A condensed history of Morden and St Lawrence
Morden gets its name either from the Saxon words “Mawr” (high) and Don (a hill), or possibly “The Den
on the Moor”. Most of Southern England was a great forest, and where the Romans cut Stane Street through the trees from Chichester to London, 10 miles from London would have been the lunch stop for legionaries, a 1/2 day’s march between London and Leatherhead. The George, which is now a Harvester, could have served refreshments to them.
After the Romans came the Saxons. The first church building here was possibly wooden – churches dedicated to St Lawrence were usually Saxon in origin. The mound in Morden park may be a Saxon burial mound. Augustine who was sent by Pope Gregory of Rome was the first Archbishop of Canterbury, Lawrence was the second – and was martyred. Ethelstan the Etheling, son of Ethelred (the Unready), left “land at Mordune” to Christ and St Peter in 1015.
The first stone and brick church would have been built soon after the Norman conquest. Merton Abbey was nearby, so Morden would not have been very important – until Merton Abbey was closed down by Henry VIII and the estate sold.
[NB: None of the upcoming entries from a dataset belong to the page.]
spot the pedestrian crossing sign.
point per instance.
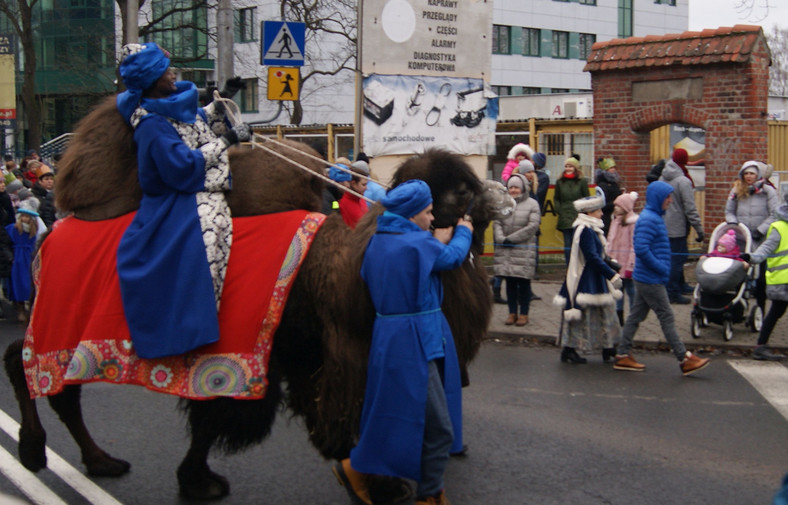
(283, 83)
(283, 43)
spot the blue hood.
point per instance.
(656, 192)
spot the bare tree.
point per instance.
(20, 16)
(753, 11)
(330, 41)
(778, 72)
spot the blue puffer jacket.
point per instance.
(652, 246)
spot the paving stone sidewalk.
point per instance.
(545, 318)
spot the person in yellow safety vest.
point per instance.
(773, 250)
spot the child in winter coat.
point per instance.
(590, 290)
(23, 237)
(620, 246)
(516, 154)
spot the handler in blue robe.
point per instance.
(412, 406)
(173, 257)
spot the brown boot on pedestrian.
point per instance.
(433, 500)
(353, 482)
(692, 364)
(628, 363)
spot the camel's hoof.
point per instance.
(388, 490)
(106, 466)
(202, 484)
(32, 450)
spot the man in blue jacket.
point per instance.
(652, 272)
(412, 405)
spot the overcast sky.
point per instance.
(716, 13)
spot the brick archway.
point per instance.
(714, 79)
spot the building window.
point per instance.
(248, 96)
(183, 30)
(244, 25)
(584, 46)
(501, 39)
(531, 39)
(560, 44)
(624, 18)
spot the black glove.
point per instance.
(241, 133)
(232, 86)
Edward Whitchurch and Lionel Dutchet, printers of the first England Bible, bought it, but had to flee to Europe when Queen Mary took over, and the estate went to the Garth family. See the “Ecclesiae Amicus” (Latin for Friend of the Church) inscription on the gravestone of Richard Garth by the Communion table.
By the 1630’s, the Garth’s were Puritans, and St Lawrence church was rebuilt in Protestant style – i.e. no places for images of saints, or reservation of bread and wine. In the Civil War, villagers would have been for Parliament against the King.
St Lawrence’s Building and Churchyard
There is a large Queen Anne coat of Arms preserved on the south wall, with an inscription above: “Fear God and Honour the Queen.”
Other features to note are: the plain Communion table
The Pulpit itself has a sounding-board over it (1700’s
amplification). The monument opposite to Elizabeth Gardiner
commemorates a benefactor to the first Morden school – which was in the Old School House (now part of the Parish Hall ) over the road.
The coats of arms along the ceiling are called Hatchments – in the 1700’s families liked to display their coats of arms, in a funeral procession. Where there is a half-black and half-white background, that shows there was a surviving spouse.
The gallery at the back used to have a pipe organ in it, but was originally built for a Sunday School.
In the tower are three bells, which can only be tolled, i.e. not swung
right over – English Heritage won’t let us renew the frame.
Our Church services each Sunday are at the heart of our being the living church – hopefully inspiring people to know Christ for themselves, to grow in their faith in Him, and to live for Him in their lives.
Augustus Shermuly – died 1929, inventor of the pistol rocket life-saving apparatus. On the gravestone the inscription “Homeward bound” with a sailing ship engraved.
Gilliat Hatfeild – Morden’s last Squire – 1861-1941. The inscription “Faithful to his trust” reminds us not only of his foresight in protecting Morden Hall Park and Morden Park for our enjoyment, but challenges us to be faithful to our trust.
Captain Alexander Maconochie – he was one of the first governors of an Australian penal settlement, Morden obviously made a comfortable place to retire to!